Honda Motor experienced its first annual loss in nearly 70 years as a publicly traded company, a significant downturn reported on Thursday, May 14. This historic financial setback underscores the immense challenges facing the Japanese automotive giant amidst its ambitious, yet costly, transition towards electric vehicles (EVs).
The company was significantly burdened by more than USD 9 billion (approximately IDR 158.45 trillion at an exchange rate of Rp 17,606 per USD) in restructuring costs for its EV business. This substantial financial strain ultimately led Honda to abandon its long-term EV sales targets, marking a major strategic recalibration.
This loss represents Honda’s worst financial performance since its stock market debut in 1957. The company highlighted the considerable risks that aggressive EV strategies pose for traditional legacy automakers, especially when market demand for electric vehicles does not meet initial, optimistic projections.
In response to these challenges, Honda CEO Toshihiro Mibe announced the cancellation of the company’s previous target for EVs to account for one-fifth of its new car sales by 2030. Furthermore, Honda has also withdrawn its ambitious goal of fully transitioning to electric or fuel-cell vehicles by 2040, signaling a more cautious approach to electrification.
Mibe also confirmed the indefinite suspension of a major EV project in Canada.

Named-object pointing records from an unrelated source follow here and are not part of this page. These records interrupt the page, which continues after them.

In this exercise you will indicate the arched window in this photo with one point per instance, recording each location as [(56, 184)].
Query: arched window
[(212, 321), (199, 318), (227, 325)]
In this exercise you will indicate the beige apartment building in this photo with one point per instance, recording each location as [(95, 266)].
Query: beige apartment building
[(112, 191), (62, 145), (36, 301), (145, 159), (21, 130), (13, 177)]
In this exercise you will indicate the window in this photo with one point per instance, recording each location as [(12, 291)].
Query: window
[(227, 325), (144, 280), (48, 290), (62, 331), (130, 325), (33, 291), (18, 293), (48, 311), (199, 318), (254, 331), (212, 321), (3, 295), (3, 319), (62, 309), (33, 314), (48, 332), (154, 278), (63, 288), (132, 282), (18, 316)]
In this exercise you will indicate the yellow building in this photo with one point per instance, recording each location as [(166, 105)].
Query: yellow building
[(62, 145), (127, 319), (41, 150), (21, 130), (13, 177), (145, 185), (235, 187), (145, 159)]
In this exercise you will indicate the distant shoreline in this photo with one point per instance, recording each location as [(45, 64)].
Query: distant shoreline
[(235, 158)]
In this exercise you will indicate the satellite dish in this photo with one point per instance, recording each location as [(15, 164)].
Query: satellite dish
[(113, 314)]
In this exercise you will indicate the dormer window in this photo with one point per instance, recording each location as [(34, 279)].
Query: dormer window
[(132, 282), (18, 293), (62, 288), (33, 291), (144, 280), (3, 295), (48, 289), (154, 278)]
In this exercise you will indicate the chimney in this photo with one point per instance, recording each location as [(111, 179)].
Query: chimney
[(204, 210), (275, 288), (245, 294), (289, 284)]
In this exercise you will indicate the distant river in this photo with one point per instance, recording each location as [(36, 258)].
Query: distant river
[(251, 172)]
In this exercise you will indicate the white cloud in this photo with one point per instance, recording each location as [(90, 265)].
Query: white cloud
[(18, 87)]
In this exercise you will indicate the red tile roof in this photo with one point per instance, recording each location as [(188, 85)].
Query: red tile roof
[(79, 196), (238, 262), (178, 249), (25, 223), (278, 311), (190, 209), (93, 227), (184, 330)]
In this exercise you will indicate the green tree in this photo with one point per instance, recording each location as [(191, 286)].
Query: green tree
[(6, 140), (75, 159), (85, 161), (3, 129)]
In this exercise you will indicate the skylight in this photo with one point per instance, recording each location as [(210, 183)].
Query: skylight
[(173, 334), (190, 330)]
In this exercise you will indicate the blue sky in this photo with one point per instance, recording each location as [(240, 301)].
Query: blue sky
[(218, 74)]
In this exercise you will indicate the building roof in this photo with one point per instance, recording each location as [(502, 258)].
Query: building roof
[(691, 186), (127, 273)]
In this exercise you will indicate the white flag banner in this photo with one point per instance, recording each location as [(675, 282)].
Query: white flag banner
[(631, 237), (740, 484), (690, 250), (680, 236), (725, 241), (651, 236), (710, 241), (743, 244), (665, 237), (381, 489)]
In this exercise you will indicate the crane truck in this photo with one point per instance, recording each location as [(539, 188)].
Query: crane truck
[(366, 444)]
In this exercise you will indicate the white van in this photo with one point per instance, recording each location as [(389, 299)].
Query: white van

This plan involved an USD 11 billion investment to produce electric vehicles and batteries, which was previously slated to be Honda’s largest investment in the country. This halt further emphasizes the scale of the company’s strategic reevaluation.

Despite the significant setbacks in its automotive division, Honda continues to lean heavily on its highly profitable motorcycle business. This segment remains crucial for generating vital cash flow and supporting shareholder returns, particularly as the automotive business struggles with scale and execution compared to competitors.
James Hong, Head of Mobility Research at Macquarie, noted the slow progress, stating, “Overall, execution has been very slow.” Quoted by Reuters on Friday, May 15, Hong also pointed out that some of the company’s stated strategic initiatives, such as increasing the use of local components from China, are not novel solutions, suggesting a lack of innovative momentum.
Honda has forecasted an operational loss of 414.3 billion yen (approximately USD 2.63 billion) for the fiscal year ending March 2026. This projection is significantly worse than the median loss estimate of 315.6 billion yen from a survey of 22 analysts by LSEG, and starkly contrasts with the 1.2 trillion yen profit recorded in the previous year, highlighting the depth of the current financial challenges.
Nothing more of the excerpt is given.